Acquiring New Images

We observe images again in Data_Exploration.ipynb.

exploring the examples more carefully

Observing the images we can see that most of them are very similar but with different levels of brightness, contrast, or color in them, which is very useful as it allows our network to train the same image on multiple configurations.

Out of all of them we can see that maybe we could improve the accurary by having more clear images, but it is something to be experimented with.

I'm very interested in how the classifier will work depending on the amount of pictures we have on the label, here are the labels and the amount of images in the dataset.

[(0, 210), (19, 210), (37, 210), (27, 240), (32, 240), (41, 240), (42, 240), (24, 270), (29, 270), (39, 300), (21, 330), (20, 360), (40, 360), (22, 390), (36, 390), (6, 420), (16, 420), (34, 420), (30, 450), (23, 510), (28, 540), (26, 600), (15, 630), (33, 689), (14, 780), (31, 780), (17, 1110), (18, 1200), (35, 1200), (11, 1320), (3, 1410), (8, 1410), (7, 1440), (9, 1470), (25, 1500), (5, 1860), (4, 1980), (10, 2010), (38, 2070), (12, 2100), (13, 2160), (1, 2220), (2, 2250)]

Performance on New Images

I trained my model for 500 EPOCHS and received 0.93 accuracy on my validation set.

For my new images I had already destroyed my instance and had to do the training again, this time I did it for 100 EPOCHS and received 0.917 on my validation set, not so bad for just a couple hours. I received 0.778 on my new images which is not that good, what I could do to improve this score is add images with different depths or different angles and then retrain my model to handle those.
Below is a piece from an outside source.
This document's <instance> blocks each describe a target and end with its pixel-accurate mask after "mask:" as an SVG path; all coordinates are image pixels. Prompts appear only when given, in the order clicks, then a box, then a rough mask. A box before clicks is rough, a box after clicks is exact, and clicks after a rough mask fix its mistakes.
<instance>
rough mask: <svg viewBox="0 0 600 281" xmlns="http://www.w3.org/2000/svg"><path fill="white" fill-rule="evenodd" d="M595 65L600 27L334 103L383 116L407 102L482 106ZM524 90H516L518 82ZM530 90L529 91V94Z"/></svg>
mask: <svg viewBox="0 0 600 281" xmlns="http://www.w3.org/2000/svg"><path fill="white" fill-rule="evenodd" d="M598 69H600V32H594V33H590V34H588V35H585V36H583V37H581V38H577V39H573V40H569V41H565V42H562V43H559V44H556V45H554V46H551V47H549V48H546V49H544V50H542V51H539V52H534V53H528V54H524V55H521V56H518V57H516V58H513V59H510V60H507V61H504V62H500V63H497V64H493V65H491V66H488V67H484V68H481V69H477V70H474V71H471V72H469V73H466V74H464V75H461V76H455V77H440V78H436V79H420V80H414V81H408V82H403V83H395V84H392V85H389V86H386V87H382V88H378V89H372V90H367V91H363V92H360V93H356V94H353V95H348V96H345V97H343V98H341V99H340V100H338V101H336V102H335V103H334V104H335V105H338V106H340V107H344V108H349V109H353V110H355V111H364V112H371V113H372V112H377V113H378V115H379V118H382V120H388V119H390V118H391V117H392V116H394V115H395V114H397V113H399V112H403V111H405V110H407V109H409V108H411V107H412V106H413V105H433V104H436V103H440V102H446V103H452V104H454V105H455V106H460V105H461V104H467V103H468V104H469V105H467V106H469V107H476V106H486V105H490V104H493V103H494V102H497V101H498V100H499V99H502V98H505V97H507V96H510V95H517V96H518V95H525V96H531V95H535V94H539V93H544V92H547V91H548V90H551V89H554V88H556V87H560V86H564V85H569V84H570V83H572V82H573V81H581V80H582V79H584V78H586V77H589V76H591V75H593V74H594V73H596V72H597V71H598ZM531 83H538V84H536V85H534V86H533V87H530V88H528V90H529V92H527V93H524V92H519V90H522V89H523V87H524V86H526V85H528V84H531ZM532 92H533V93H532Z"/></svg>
Model Certainty Visualization

We obtain the softmax probabilities on Traffic_Sign_Classifier-private-data.ipynb and observe the following:

exploring the examples more carefully

We had 4 misses in our predictions which goes in hand with our 0.77 accuracy we obtained before.

We also note the following:

  • For (7, 1440) it predicted (5, 1860)
  • For (0, 210) it predicted (3, 1410)
  • For (14, 780) it predicted (13, 2160)
  • For (2, 2250) it predicted (12, 2100)

We also note that our different 50 km/h image was massively missed as it was confused with a priority road, could this be a case of overfitting for the priority road?